On Mon, 2003-11-24 at 14:19, Farkas Levente wrote:
but I always feel that dovecot reinvent the wheel, since there is a dozen of database system which has nothing else to do just indexing (ok it's not true, but..). they probably do it in the right way (or at least we can find some) and they has a few years of experience. they do right the indexing, the locking, the transactions, etc.. so why we not use one realy fast and good database engine to index our mail storage? the only reason what I can accept in this case, that this is some very special type of database and dovecot can use such algorithm which suited to this problem better then a general indexing algorithms. is this true?
Pretty much, yes. Databases normally do binary tree (or similiar) indexes. Sometimes hash and bitmap indexes. Dovecot doesn't really use any of these. Or, well, cache file would work pretty well in a database since it's for UID -> some cached message data lookups.

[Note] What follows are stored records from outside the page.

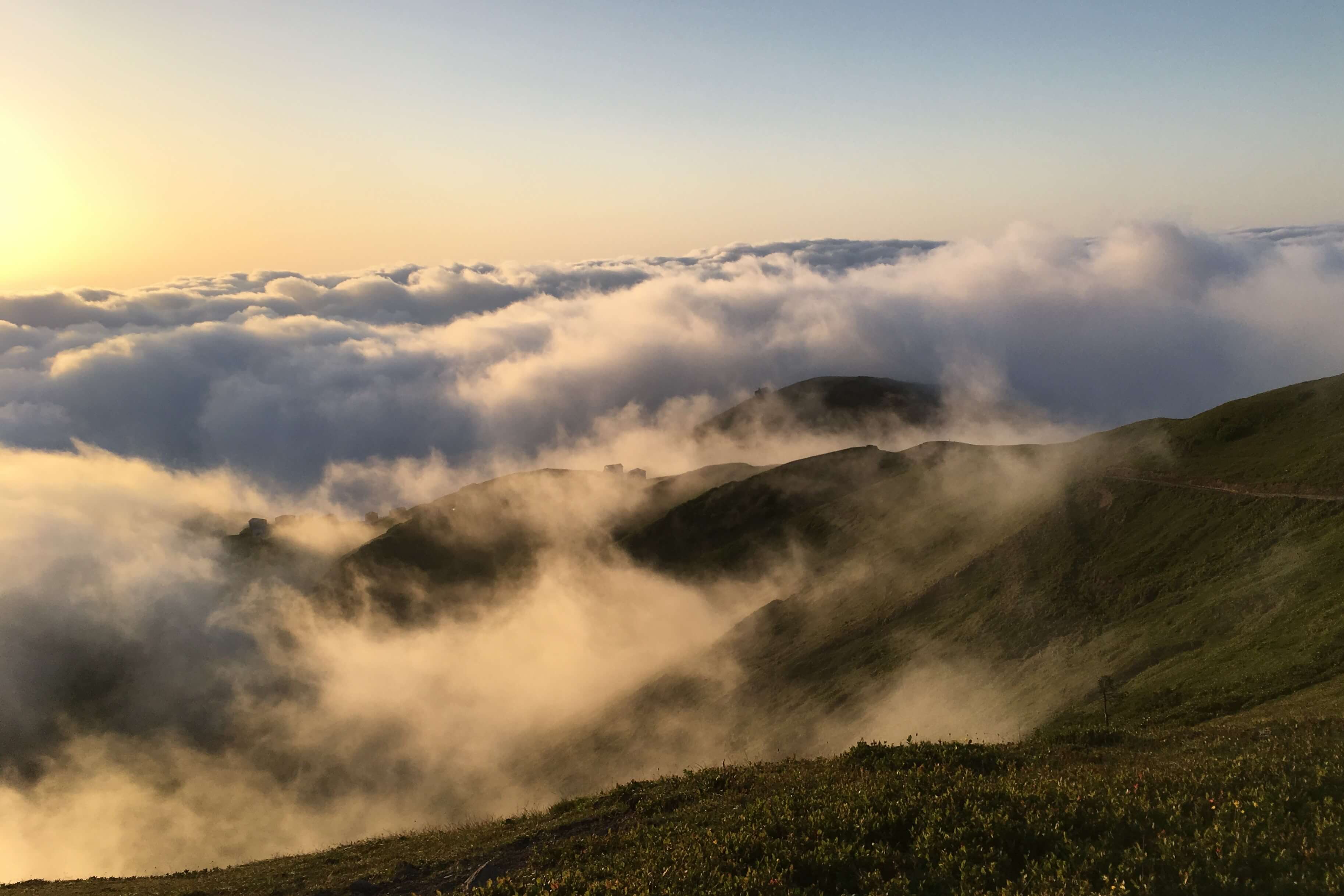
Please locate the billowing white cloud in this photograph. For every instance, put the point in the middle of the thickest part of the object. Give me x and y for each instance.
(283, 375)
(155, 688)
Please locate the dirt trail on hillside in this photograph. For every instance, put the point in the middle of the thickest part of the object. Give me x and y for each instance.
(1158, 479)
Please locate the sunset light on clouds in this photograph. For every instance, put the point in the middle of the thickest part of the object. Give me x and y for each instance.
(152, 140)
(428, 428)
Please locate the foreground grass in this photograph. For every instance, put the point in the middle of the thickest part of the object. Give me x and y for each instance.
(1234, 809)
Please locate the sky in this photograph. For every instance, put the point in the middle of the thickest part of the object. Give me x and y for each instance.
(320, 259)
(143, 142)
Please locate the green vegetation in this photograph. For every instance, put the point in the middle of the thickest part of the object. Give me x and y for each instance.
(1234, 809)
(1181, 648)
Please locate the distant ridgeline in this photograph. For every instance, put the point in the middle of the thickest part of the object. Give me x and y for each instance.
(1198, 563)
(830, 405)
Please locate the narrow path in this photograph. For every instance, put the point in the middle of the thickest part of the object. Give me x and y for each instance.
(1230, 490)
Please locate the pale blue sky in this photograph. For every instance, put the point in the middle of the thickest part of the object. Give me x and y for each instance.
(187, 138)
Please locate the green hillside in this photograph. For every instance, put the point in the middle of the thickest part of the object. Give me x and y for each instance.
(1198, 565)
(830, 405)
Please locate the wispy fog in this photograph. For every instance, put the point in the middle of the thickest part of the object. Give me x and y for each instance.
(281, 375)
(174, 698)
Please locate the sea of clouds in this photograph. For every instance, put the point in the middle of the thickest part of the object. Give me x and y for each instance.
(281, 375)
(164, 706)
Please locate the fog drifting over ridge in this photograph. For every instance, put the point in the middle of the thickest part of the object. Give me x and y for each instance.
(280, 375)
(154, 694)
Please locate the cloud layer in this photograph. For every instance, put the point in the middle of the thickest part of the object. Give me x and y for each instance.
(155, 688)
(281, 375)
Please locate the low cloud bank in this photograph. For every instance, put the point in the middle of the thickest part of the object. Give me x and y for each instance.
(171, 704)
(281, 375)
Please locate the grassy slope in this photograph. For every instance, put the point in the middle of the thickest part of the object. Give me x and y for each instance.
(1226, 811)
(1203, 605)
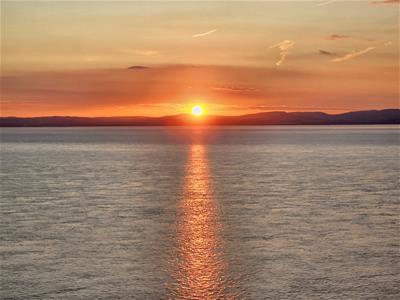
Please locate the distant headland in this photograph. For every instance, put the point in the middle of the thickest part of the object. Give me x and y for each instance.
(368, 117)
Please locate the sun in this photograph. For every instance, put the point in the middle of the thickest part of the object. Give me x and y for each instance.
(197, 110)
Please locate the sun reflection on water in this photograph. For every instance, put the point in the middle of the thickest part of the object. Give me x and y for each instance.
(198, 268)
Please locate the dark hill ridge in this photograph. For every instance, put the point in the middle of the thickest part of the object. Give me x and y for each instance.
(386, 116)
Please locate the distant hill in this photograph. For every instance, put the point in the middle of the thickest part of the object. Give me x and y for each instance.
(386, 116)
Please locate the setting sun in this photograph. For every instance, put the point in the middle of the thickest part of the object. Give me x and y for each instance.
(197, 110)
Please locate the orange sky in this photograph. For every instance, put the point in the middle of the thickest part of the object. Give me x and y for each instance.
(73, 58)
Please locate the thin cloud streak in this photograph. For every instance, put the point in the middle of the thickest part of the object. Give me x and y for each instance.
(385, 2)
(284, 46)
(352, 55)
(204, 33)
(326, 3)
(324, 52)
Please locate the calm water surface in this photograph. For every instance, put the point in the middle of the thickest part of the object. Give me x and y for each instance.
(200, 213)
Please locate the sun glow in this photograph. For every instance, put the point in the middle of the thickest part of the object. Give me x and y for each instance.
(197, 110)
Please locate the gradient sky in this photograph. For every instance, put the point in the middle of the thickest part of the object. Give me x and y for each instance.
(73, 58)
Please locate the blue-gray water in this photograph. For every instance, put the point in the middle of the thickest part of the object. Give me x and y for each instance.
(200, 213)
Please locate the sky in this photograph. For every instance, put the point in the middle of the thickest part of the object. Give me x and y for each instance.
(130, 58)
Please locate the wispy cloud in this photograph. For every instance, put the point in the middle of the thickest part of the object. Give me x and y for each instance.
(204, 33)
(284, 46)
(385, 2)
(335, 37)
(324, 52)
(235, 89)
(354, 54)
(144, 52)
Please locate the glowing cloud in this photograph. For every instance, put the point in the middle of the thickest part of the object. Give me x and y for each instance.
(352, 55)
(204, 33)
(284, 46)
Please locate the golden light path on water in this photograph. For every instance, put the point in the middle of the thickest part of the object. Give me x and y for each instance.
(199, 270)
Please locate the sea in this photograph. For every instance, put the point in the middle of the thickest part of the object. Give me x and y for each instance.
(251, 212)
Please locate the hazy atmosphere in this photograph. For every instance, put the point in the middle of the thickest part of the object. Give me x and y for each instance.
(103, 58)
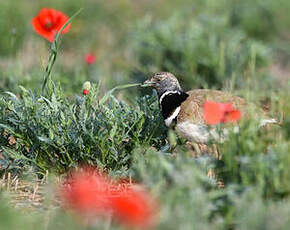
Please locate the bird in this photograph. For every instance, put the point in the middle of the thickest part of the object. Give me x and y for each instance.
(184, 111)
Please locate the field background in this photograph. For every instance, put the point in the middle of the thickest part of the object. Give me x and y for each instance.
(238, 46)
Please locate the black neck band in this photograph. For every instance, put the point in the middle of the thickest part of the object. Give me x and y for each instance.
(170, 100)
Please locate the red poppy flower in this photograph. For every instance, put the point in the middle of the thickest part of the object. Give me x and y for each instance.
(87, 192)
(90, 193)
(48, 22)
(85, 92)
(134, 208)
(215, 113)
(90, 58)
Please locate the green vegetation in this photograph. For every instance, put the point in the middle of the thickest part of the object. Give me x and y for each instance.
(240, 46)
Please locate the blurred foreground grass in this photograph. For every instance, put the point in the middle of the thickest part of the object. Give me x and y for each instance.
(240, 46)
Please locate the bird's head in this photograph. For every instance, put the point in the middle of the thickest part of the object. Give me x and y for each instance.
(162, 82)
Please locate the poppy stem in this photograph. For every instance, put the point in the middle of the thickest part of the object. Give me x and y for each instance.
(53, 54)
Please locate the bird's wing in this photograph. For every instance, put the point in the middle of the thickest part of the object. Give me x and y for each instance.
(192, 108)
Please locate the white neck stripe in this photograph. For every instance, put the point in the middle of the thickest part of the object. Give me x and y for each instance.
(169, 120)
(166, 93)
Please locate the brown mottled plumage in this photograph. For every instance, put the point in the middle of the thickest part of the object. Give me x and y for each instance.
(185, 109)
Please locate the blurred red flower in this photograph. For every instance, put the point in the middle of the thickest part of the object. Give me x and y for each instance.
(90, 58)
(92, 194)
(48, 22)
(85, 92)
(134, 208)
(87, 192)
(215, 113)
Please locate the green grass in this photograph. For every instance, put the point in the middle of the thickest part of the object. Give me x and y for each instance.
(230, 45)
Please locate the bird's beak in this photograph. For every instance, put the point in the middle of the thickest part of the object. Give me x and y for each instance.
(148, 83)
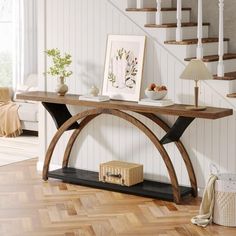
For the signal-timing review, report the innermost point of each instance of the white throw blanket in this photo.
(206, 208)
(9, 120)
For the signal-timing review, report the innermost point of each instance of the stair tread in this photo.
(231, 95)
(173, 25)
(212, 58)
(227, 76)
(155, 9)
(194, 41)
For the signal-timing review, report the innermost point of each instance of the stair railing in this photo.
(158, 13)
(199, 31)
(179, 33)
(220, 67)
(131, 4)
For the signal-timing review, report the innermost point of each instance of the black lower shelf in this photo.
(89, 178)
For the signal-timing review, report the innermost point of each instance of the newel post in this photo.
(179, 33)
(220, 68)
(131, 4)
(158, 14)
(199, 31)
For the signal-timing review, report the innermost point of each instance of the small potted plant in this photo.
(59, 69)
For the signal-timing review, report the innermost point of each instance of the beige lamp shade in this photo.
(196, 70)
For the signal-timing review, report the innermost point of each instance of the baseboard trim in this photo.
(52, 166)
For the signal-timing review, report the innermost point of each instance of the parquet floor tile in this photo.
(32, 207)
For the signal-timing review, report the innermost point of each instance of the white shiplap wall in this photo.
(80, 27)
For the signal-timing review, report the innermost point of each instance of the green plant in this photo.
(60, 63)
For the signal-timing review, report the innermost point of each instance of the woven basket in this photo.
(225, 200)
(122, 173)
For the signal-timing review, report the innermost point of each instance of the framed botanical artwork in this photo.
(124, 67)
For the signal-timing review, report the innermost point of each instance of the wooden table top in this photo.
(176, 109)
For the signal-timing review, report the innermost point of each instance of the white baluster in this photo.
(159, 14)
(140, 3)
(199, 31)
(220, 67)
(179, 33)
(131, 4)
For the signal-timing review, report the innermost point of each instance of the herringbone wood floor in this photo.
(32, 207)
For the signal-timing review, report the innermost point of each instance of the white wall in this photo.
(80, 27)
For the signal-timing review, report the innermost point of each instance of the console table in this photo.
(56, 106)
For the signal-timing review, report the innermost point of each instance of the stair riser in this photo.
(223, 86)
(147, 3)
(184, 51)
(167, 17)
(229, 66)
(164, 34)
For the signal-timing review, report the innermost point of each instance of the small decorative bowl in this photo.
(155, 95)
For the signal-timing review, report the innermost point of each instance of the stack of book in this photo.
(99, 98)
(158, 103)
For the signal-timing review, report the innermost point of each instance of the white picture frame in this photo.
(124, 67)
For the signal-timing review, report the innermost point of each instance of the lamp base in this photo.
(194, 108)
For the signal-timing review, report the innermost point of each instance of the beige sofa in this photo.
(28, 110)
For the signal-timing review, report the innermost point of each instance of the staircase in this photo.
(187, 40)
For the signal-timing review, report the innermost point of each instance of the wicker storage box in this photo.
(122, 173)
(225, 200)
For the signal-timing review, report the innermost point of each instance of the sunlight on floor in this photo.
(18, 149)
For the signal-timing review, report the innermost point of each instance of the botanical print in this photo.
(123, 67)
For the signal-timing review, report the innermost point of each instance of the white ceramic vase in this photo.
(62, 88)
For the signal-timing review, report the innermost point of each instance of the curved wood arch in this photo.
(181, 148)
(157, 121)
(74, 136)
(129, 118)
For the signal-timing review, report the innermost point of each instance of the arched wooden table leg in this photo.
(129, 118)
(157, 121)
(73, 137)
(181, 148)
(59, 133)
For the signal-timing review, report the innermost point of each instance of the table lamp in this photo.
(196, 70)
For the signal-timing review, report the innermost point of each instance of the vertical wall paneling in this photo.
(80, 27)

Rest of the indexes wouldn't work all that well in database though. For example modify/transaction log can be used to quickly figure out what another session changed in a mailbox (flags, expunges). How many databases allow you to easily and quickly look at transaction history? Well, it would be possible to create our own transaction log table for each mailbox, but it of course costs more.
Another problem is how to do message sequence -> UID lookups. With old indexes we're doing it in a quite difficult way, but with new indexes it's a simple array lookup in index file. I don't think any database allows this kind of queries, so what we have to constantly keep an array of all message UIDs in memory. Not that bad necessarily, but it's extra memory overhead.
Anyway, some day I will write SQL database support, but even if it was just Berkeley DB I bet there would be rather large memory, disk usage and CPU usage overhead compared to what we have now.
I'm not sure if there are lock contention problems with databases.
another thing which always come to my mind when think about speed: why we do the indexing when we look into the folders, since IMHO it'd be more efficient if we do it at the mail delivery time. the mail arrival is more balanced during the time, so the system load is more balanced. so there can be the delivery helper apps.
- one optional deivery helper application which can do the indexing during the deivery time,
- indexing during remove, move, copy etc. imap operations,
- and the current (eg, the new indexing engine) if someone do not use
Yep, this has been in TODO for a while. Once this is possible it's also simple to add support for UIDPLUS extension. And update mailbox quotas quickly and accurately. It's a bit difficult to implement to 0.99.10 code base, but should be pretty easy to add to current CVS. Once new indexing works, I'll add this immediately.